‘Yaz bitmiş yazıt bırakmaksızın’

Masadaki buğday ekmeğine bakıyorum. Akşam, telaşını ve yorgunluğunu üstüme atıp çekilmiş aradan. Küçük bir kıyameti andıran meydandan, her gün birbirimizi itekleyerek vücudumuza yer açtığımız belediye otobüslerinden, kendimizle konuşurken öylesine dalgınlıkla bakıp geçtiğimiz vitrinlerden, daima bir nedenle sıkışan trafikten, öksürüklerden, lanetlemelerden, küçük kavgalardan yapılma bir akşam. Onun içinden geçmeden, ona günlük ruh yevmiyevimizi vermeden eve dönmemiz mümkün değil. Sonra bir başka yorgunluk başlıyor evde: Ekranlardan odaların ortasına, içine her türden yıkımın mirası doldurulmuş bir bohça bırakılıyor. Her akşam sanki ilk kez açıyormuş gibi merakla açtığımız bir bohça; ortaya saçılanlara da sanki ilk kez görüyormuş gibi hayretle bakıyoruz. Hepimiz ittifakla “hayat” diyoruz, yorgunluğumuzun üzerine gün bitimi promosyonu olarak verilen bu kaba orman hikâyelerine. Bir tek masadaki buğday ekmeği promosyon değil; ve ben hiç değilse onu gülümseyerek selamlaşacak, oturup karşılıklı konuşacak, içten içe dertleşecek kadar tanıyorum. Buğday ekmeği benim çocukluk arkadaşımdır…

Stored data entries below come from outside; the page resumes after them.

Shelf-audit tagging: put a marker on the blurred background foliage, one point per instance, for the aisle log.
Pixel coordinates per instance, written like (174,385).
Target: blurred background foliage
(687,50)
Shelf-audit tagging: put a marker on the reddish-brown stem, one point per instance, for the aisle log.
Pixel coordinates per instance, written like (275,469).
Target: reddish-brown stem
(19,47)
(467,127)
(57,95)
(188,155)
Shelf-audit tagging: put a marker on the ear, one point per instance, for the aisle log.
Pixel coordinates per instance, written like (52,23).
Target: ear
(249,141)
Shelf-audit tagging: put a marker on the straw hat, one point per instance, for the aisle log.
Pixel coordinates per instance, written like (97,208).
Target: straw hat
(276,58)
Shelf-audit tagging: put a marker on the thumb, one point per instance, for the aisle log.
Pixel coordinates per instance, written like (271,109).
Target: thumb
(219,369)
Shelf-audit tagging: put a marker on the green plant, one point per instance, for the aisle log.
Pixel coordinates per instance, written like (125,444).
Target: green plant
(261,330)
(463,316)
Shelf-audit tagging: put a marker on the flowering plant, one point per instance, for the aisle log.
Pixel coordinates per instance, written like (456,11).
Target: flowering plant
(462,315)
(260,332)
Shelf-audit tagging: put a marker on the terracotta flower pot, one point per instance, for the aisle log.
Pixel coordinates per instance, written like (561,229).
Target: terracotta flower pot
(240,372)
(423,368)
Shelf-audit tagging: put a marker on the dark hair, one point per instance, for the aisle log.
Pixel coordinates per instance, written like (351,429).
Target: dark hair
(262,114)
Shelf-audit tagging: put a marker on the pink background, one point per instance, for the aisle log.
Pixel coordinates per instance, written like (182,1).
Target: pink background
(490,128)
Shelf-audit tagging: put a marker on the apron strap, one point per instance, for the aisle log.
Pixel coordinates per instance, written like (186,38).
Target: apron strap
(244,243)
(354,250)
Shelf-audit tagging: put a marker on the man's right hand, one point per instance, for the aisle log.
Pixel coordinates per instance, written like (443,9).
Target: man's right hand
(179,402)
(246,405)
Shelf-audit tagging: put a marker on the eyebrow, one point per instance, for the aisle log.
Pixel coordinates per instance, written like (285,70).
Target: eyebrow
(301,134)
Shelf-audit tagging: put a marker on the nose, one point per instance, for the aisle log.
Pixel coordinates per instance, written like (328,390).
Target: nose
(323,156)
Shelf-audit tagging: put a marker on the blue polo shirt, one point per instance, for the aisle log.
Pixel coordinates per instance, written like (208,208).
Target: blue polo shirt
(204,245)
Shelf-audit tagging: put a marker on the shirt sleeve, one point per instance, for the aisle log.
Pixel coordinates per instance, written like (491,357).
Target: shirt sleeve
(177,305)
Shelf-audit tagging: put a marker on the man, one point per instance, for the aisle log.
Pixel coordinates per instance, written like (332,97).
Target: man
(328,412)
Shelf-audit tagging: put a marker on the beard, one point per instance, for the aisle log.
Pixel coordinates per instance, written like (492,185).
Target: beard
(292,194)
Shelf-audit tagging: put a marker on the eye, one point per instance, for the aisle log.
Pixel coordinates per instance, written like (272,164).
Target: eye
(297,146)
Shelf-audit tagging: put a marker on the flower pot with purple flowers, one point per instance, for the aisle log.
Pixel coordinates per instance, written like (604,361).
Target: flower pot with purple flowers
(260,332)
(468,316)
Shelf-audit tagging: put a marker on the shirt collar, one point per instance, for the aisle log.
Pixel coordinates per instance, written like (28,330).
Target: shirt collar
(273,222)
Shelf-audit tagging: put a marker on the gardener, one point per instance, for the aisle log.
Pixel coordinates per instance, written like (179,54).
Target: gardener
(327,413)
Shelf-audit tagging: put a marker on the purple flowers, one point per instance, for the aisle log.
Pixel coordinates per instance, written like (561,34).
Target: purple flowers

Biz kaşla göz arasında, kimseye hissettirmeden uzun bir yolculuğa da çıkarız buğday ekmeğiyle. İlkin nereye gideceğimizi, hangi hatıranın kapısını aralayacağımızı biliriz. Karlar çekilmiş, güzden sürülmüş tarlaların hevesi kabardıkça kabarmıştır. Birden güneşli bir günün ortasında buluruz kendimizi: İşte şurada bir rençper, çuvallardan peştamalına tohum doldurmuş, onları iri elleriyle serpe serpe tarlanın bir ucundan öbür ucuna doğru gidiyor. Yalnız ama yalnız değil; az ilerideki su kaynağı, henüz yeşermeye başlamış söğüt dalları, karşıdaki kayaya doğru efelenerek uçan kartal ve şu torbadan alıp tarlaya serpiştirdiği buğday da onun çocukluk arkadaşları. Adam içi rahat bir şekilde işini yapıyor, sonra ince tırmıklarla geçecek tarlanın üstünden, tohumları heder olmasınlar diye onları toprağın biraz altına indirecek. Ve bütün bunları yaparken alnındaki teri silip yere silkelemesi, arada bir belini tutarak şöyle bir çevresine bakıp dinlenmesi, bir tümseğin üzerine oturup tütün sarması yani bir emeğin güzellikleri de ince bir rüzgârla tarlanın her yerine savrulup duracak. Birkaç yağmur ve biraz güneşten sonra toprak yeşerince, emeğin güzelliğine bir de emeğin neşesi karışacak…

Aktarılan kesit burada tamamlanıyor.